Wien. Hände weg von Staatsanleihen – sie bringen derzeit nichts ein, hört man seit Wochen und Monaten von Experten, Anlagestrategen oder Bankberatern (die dann vielleicht im gleichen Atemzug dem Kunden einen Investmentfonds anbieten).

Zugegeben, Staatsanleihen bringen derzeit wirklich nichts ein. Zumindest jene Papiere, die von sicheren (oder als sicher geltenden Staaten) herausgegeben werden. Aber: Die Investoren und Anleger schauen darüber hinweg. Europa befindet sich im Krisenmodus. Deswegen warnen heimische Ökonomen, dass Österreich schon bald in eine Rezession schlittern könnte. Mario Draghi, Chef der Europäischen Zentralbank (EZB), sprach sich seinerseits in der Vorwoche schon wieder offen über Anleihekäufe aus: Die EZB will ihre Geldschleusen weiter öffnen. Und in Deutschland hat die Commerzbank zugegeben, einen Strafzins für die Guthaben großer Konzerne einzuführen.
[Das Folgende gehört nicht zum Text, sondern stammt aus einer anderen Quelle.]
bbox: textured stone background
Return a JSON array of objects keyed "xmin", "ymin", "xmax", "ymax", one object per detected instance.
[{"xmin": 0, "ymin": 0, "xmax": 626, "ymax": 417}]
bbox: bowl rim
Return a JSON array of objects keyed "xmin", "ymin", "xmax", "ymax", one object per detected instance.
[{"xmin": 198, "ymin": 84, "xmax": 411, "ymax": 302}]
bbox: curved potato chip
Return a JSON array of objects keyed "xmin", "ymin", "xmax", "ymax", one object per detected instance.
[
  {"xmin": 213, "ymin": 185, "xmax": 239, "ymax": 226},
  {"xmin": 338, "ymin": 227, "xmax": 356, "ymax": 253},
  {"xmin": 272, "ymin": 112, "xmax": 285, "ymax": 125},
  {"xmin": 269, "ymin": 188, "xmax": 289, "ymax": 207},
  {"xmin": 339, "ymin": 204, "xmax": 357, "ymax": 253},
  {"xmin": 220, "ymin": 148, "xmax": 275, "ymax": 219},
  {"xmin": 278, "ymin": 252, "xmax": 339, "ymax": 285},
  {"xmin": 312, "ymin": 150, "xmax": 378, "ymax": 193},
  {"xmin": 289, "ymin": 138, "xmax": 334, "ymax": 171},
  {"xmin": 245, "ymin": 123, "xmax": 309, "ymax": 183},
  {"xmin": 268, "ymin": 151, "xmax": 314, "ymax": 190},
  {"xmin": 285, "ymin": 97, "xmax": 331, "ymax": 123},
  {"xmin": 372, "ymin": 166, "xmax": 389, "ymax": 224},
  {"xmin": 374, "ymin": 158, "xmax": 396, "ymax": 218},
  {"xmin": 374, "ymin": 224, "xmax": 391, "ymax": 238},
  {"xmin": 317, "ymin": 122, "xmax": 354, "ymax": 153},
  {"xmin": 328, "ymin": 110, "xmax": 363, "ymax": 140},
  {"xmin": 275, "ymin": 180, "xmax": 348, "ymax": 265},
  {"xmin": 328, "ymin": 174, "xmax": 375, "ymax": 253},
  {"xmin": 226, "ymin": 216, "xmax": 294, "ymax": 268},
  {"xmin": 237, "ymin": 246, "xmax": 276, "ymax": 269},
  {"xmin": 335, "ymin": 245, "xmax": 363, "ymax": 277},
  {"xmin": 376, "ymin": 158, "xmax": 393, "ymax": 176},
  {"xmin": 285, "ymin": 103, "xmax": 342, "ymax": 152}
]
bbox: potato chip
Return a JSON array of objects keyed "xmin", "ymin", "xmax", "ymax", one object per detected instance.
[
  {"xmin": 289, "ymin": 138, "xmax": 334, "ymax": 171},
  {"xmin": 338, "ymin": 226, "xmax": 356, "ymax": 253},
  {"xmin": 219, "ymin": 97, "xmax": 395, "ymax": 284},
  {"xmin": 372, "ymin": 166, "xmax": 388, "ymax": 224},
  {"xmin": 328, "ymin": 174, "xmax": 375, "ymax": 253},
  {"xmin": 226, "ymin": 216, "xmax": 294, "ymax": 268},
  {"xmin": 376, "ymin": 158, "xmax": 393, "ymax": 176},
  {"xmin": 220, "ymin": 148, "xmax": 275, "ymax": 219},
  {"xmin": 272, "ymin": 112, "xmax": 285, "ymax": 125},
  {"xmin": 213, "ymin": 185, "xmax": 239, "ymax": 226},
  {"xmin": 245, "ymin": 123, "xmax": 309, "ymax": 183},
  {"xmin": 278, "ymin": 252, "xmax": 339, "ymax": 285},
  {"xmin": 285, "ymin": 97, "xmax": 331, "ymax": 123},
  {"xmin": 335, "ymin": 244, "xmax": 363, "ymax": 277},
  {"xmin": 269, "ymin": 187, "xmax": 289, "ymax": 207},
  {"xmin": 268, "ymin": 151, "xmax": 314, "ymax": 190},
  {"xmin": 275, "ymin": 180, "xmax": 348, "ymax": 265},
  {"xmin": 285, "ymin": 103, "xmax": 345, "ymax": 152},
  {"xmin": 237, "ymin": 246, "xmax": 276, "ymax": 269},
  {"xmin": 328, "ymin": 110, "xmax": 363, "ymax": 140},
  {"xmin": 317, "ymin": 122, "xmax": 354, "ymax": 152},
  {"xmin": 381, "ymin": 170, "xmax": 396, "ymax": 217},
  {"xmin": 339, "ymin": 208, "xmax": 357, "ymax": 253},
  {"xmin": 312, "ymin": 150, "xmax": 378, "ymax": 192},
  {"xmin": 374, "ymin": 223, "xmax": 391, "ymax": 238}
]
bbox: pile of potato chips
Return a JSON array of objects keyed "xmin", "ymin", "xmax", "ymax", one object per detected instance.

In einem derart unsicheren Umfeld bleiben die als sicher eingestuften Staatsanleihen weiterhin attraktiv. Und zwar deswegen, weil sie bereits seit Jahresbeginn einen ordentlichen Aufschwung erleben.

Ein Beispiel: Eine österreichische Staatsanleihe mit Laufzeit bis März 2026 und einem jährlichen Kupon von 4,85 Prozent hat seit Anfang Jänner um fast 15 Prozent an Wert gewonnen und notiert derzeit bei über 140 Prozent (ISIN: AT0000A0DXC2).
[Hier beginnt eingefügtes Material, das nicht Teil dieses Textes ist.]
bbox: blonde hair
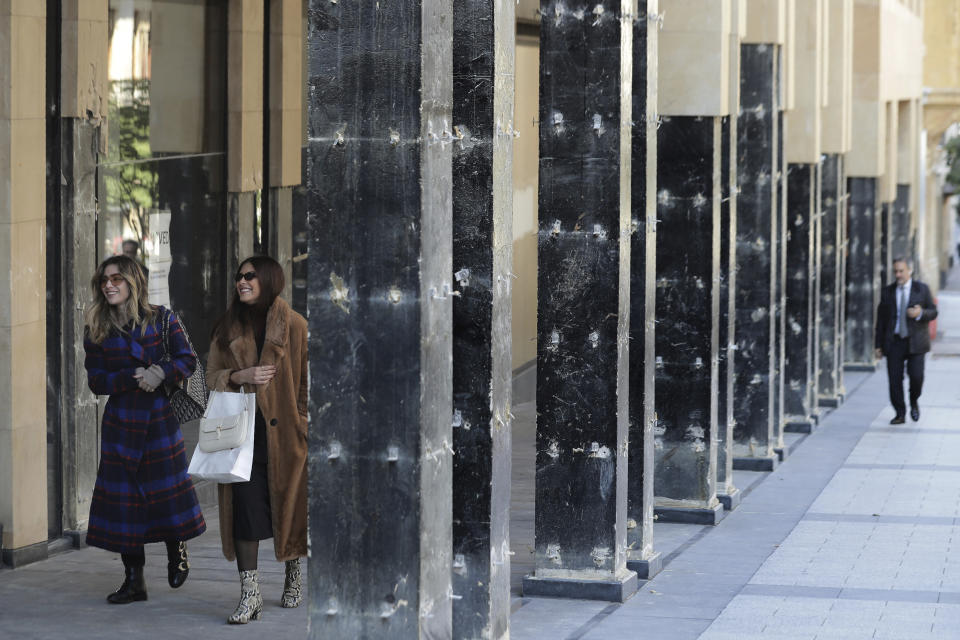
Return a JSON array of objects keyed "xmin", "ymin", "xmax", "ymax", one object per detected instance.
[{"xmin": 87, "ymin": 255, "xmax": 157, "ymax": 344}]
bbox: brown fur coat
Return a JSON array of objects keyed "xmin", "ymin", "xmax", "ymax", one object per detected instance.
[{"xmin": 207, "ymin": 298, "xmax": 307, "ymax": 560}]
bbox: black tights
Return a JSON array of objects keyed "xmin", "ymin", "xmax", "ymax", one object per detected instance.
[
  {"xmin": 233, "ymin": 539, "xmax": 260, "ymax": 571},
  {"xmin": 120, "ymin": 540, "xmax": 182, "ymax": 569}
]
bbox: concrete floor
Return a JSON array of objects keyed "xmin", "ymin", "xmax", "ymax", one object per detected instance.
[{"xmin": 7, "ymin": 278, "xmax": 960, "ymax": 640}]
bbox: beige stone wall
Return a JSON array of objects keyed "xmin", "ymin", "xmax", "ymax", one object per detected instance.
[
  {"xmin": 0, "ymin": 0, "xmax": 47, "ymax": 549},
  {"xmin": 657, "ymin": 0, "xmax": 739, "ymax": 116},
  {"xmin": 61, "ymin": 0, "xmax": 109, "ymax": 120},
  {"xmin": 821, "ymin": 0, "xmax": 853, "ymax": 154},
  {"xmin": 512, "ymin": 36, "xmax": 540, "ymax": 369},
  {"xmin": 784, "ymin": 0, "xmax": 826, "ymax": 164},
  {"xmin": 743, "ymin": 0, "xmax": 787, "ymax": 44},
  {"xmin": 227, "ymin": 0, "xmax": 264, "ymax": 192},
  {"xmin": 268, "ymin": 0, "xmax": 305, "ymax": 187}
]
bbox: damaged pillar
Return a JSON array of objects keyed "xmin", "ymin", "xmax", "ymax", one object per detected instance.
[
  {"xmin": 844, "ymin": 2, "xmax": 895, "ymax": 371},
  {"xmin": 627, "ymin": 0, "xmax": 663, "ymax": 580},
  {"xmin": 734, "ymin": 38, "xmax": 783, "ymax": 471},
  {"xmin": 817, "ymin": 153, "xmax": 844, "ymax": 407},
  {"xmin": 654, "ymin": 2, "xmax": 734, "ymax": 524},
  {"xmin": 307, "ymin": 0, "xmax": 455, "ymax": 639},
  {"xmin": 523, "ymin": 0, "xmax": 637, "ymax": 602},
  {"xmin": 778, "ymin": 0, "xmax": 824, "ymax": 432},
  {"xmin": 815, "ymin": 0, "xmax": 853, "ymax": 407},
  {"xmin": 452, "ymin": 0, "xmax": 516, "ymax": 640},
  {"xmin": 654, "ymin": 115, "xmax": 723, "ymax": 524}
]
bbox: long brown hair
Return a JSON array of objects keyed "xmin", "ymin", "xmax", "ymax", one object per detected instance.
[
  {"xmin": 87, "ymin": 255, "xmax": 156, "ymax": 344},
  {"xmin": 211, "ymin": 256, "xmax": 286, "ymax": 348}
]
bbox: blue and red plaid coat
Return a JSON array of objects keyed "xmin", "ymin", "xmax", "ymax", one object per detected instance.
[{"xmin": 83, "ymin": 307, "xmax": 207, "ymax": 553}]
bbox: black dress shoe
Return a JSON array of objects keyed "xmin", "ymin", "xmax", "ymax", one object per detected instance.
[
  {"xmin": 107, "ymin": 567, "xmax": 147, "ymax": 604},
  {"xmin": 167, "ymin": 540, "xmax": 190, "ymax": 589}
]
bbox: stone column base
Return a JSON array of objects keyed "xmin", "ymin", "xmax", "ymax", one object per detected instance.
[{"xmin": 523, "ymin": 569, "xmax": 638, "ymax": 602}]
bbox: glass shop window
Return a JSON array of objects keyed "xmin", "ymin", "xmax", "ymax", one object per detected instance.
[{"xmin": 97, "ymin": 0, "xmax": 234, "ymax": 356}]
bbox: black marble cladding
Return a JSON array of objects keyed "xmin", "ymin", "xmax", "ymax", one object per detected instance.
[
  {"xmin": 721, "ymin": 45, "xmax": 779, "ymax": 457},
  {"xmin": 307, "ymin": 0, "xmax": 452, "ymax": 639},
  {"xmin": 773, "ymin": 105, "xmax": 787, "ymax": 444},
  {"xmin": 717, "ymin": 115, "xmax": 738, "ymax": 494},
  {"xmin": 155, "ymin": 154, "xmax": 232, "ymax": 362},
  {"xmin": 880, "ymin": 202, "xmax": 894, "ymax": 284},
  {"xmin": 844, "ymin": 178, "xmax": 881, "ymax": 368},
  {"xmin": 627, "ymin": 0, "xmax": 657, "ymax": 578},
  {"xmin": 881, "ymin": 184, "xmax": 916, "ymax": 262},
  {"xmin": 783, "ymin": 163, "xmax": 817, "ymax": 423},
  {"xmin": 452, "ymin": 0, "xmax": 513, "ymax": 639},
  {"xmin": 524, "ymin": 0, "xmax": 635, "ymax": 597},
  {"xmin": 817, "ymin": 154, "xmax": 843, "ymax": 405},
  {"xmin": 654, "ymin": 117, "xmax": 720, "ymax": 508},
  {"xmin": 837, "ymin": 155, "xmax": 850, "ymax": 388}
]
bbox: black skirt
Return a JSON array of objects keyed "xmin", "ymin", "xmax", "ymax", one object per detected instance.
[{"xmin": 233, "ymin": 409, "xmax": 273, "ymax": 540}]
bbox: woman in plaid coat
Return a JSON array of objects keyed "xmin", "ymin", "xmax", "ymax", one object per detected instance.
[{"xmin": 83, "ymin": 255, "xmax": 206, "ymax": 604}]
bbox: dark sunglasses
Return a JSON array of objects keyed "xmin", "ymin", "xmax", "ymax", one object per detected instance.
[{"xmin": 100, "ymin": 273, "xmax": 127, "ymax": 287}]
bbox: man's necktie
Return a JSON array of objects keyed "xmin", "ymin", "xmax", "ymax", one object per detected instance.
[{"xmin": 897, "ymin": 287, "xmax": 909, "ymax": 338}]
Eine deutsche Bundesanleihe mit Laufzeit bis 2024 und einem Kupon von 109Prozent (ISIN: DE000110233) hat seit Jänner um neun Prozent zugelegt.

Sicheres Verlustgeschäft

In den vergangenen Wochen wurden die langlaufenden Staatsanleihen wieder stärker nachgefragt. Der Anleihekurs der österreichischen Anleihe mit der Laufzeit bis 2026 ist seit Mitte September bis heute um rund drei Prozent gestiegen. Da es sich um eine festverzinsliche Anleihe handelt, lässt der steigende Preis die Rendite für alle abfallen, die dieses Papier heute kaufen würden.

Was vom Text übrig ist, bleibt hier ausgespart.